Still, keep in mind that the ego or “protective personality” is not rational. It truly is merely instructed to desire whatever it wants and also believe exactly what it believes. It keeps us operating from a place of limitation, fear and desire. Until you get really serious about doing the inner work, you won’t expose or address your ego’s misunderstandings. 

Your ego will continue to believe what it believes even if you’ve spiritually awakened because you are not pushing yourself or your ego by challenging those beliefs through inner work.
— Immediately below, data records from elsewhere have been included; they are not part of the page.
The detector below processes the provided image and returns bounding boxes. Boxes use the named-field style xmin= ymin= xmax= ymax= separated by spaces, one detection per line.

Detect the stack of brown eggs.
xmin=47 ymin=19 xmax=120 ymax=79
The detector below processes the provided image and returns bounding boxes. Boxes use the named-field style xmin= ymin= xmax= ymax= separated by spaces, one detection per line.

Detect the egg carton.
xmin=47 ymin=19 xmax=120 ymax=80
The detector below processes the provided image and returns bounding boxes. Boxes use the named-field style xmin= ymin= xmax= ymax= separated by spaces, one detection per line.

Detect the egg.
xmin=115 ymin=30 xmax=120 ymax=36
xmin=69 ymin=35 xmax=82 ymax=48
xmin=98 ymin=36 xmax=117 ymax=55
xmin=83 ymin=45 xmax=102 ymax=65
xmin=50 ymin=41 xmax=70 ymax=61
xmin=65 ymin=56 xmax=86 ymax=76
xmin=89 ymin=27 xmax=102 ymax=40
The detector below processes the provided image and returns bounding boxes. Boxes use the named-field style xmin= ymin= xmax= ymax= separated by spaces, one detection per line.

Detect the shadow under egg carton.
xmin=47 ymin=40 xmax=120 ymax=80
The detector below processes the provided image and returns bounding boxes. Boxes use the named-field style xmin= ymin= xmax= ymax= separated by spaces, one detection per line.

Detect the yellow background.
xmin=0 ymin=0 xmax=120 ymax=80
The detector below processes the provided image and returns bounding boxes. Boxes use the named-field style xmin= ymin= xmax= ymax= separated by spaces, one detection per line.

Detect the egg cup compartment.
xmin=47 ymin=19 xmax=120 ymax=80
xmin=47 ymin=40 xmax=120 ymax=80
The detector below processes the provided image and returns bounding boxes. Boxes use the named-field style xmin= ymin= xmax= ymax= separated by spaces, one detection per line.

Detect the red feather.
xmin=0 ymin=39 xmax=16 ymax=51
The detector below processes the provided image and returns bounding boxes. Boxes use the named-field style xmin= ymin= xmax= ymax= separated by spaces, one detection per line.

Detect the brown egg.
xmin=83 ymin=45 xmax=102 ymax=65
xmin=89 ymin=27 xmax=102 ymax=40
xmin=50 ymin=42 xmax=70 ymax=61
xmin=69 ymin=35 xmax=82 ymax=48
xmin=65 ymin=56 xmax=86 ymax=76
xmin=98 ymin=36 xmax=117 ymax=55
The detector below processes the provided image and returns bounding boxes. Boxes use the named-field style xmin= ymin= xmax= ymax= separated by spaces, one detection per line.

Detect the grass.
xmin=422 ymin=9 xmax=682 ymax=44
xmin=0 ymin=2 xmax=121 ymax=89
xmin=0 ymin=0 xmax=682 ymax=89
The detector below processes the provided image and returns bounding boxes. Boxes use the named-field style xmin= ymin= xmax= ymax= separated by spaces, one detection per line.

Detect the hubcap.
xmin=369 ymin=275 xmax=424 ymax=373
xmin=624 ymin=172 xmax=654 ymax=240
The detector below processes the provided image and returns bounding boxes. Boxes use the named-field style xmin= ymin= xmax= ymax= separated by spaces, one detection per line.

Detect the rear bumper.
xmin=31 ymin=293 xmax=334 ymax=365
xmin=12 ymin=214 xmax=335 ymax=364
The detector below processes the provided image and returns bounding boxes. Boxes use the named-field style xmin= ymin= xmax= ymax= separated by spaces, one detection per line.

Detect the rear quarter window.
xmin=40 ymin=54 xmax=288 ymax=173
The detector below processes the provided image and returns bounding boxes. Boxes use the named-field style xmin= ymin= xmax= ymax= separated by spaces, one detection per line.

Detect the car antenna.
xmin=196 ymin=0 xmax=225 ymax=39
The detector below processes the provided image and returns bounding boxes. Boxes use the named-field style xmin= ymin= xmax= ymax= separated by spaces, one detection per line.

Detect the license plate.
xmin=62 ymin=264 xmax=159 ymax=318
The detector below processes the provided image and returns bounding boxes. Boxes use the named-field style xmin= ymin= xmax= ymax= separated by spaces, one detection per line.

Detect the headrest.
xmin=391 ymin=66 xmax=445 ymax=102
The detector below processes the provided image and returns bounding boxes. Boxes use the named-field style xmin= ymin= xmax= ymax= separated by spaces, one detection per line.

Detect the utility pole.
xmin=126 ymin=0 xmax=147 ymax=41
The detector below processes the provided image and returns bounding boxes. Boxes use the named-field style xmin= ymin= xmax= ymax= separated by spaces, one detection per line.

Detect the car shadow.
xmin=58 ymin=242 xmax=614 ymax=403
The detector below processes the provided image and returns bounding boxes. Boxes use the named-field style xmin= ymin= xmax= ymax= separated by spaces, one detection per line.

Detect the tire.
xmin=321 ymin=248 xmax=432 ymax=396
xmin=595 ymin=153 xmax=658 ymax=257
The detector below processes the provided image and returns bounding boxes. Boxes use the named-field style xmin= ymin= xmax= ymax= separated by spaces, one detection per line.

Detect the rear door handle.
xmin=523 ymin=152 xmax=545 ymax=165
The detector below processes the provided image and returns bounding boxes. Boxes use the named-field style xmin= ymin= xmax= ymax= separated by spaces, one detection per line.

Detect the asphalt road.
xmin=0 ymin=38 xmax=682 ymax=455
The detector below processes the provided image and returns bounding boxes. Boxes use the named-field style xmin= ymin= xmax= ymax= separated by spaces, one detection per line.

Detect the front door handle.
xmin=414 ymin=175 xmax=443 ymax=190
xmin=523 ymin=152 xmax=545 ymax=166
As a quick aside, the ego is you. When I write in the way I do, it sounds like there are two people. I write this way to create separation with the ego because you can separate from it. However, early on, a person is so enmeshed with their ego self that it really is who they think they are. It’s not until someone has really burned up a lot of ego through inner work that it becomes increasingly clear that the ego is not who they truly are.

Keep in mind also that the ego is you. There is a distinction between you and your ego, however. Early on in the process of inner work for spiritual awakening, you are very much enmeshed with your ego self. You truly believe that the ego is who you are. However, through the process of consistent inner work, you soon realize that the ego is not who you truly are.

INNER WORK TECHNIQUES

There are several energy healing techniques that you can test out to help you ease into inner work or continue your inner work for spiritual awakening and healing.

Below I’ve listed a few inner work techniques:

  • Self Exploration: Taking time to explore and know yourself at all levels – spiritual, psychological, energetically, mentally, emotionally. Ask yourself why you are the way you are, why you think the way you do or why you feel the way you feel during certain moments. 
  • Healing & Clearing: Emotional and energetic release work to clear any unresolved issues or traumas from your past that are manifesting and creating imbalances today.
  • Dealing with Your Past: Explore things and events from your past that have shaped your current self and current beliefs and challenge them.
  • Mental Restructuring: Expand your mind and develop new ways of thinking, evolve your mindset and beliefs; shift and pivot
  • Energy Work: Take a moment to reflect how you perceive your own energy and the energy of others. How are you using this energy? How does the energy of others or the environments you are in affect you?
  • Stretching: Challenging yourself, your current beliefs, taking risks you’ve never taken before, trying new things and experimenting.
  • Meditation: Mediation is a primary tool for inner work for healing. It allows you to sit with yourself and what you are feeling emotionally, mentally, physically and energetically. Mediation allows you to explore what you can let go of or what you to solve.

DEDICATING YOURSELF TO INNER WORK

In order to do the inner work, you must be dedicated to the inner work. Inner work does not work with you doing the work. 

Even if you experience a strong spiritual awakening, you have to make the extra push to go further inwards to continue to grow and evolve and ascend.

To do inner work, you have to learn all of the intricacies of your own ego. You need to work through different heights of transformation in your head, mind, heart and body and all the subtle energies. 

You need to get to know your self-delusions and know how to be profoundly and deeply trust your inner self. Through this process, you must show yourself kindness and patience. You have to find a balance between action and relaxation. Learn the difference between avoidance and surrendering. 

There is a whole lot that goes into spiritual inner work for healing, but don’t let that shy you away from the process. You can do this and you can find out for yourself how incredibly rewarding letting go of your ego is. 

I hope this post has been informative and given you an introduction to what inner work truly is. 

This has been the year for inner work for me and for many of my peers and even as a collective and society. 

If you’re out there doing your inner work, I salute you and if you’re just getting started, remember to be mindful, be present and be kind to yourself.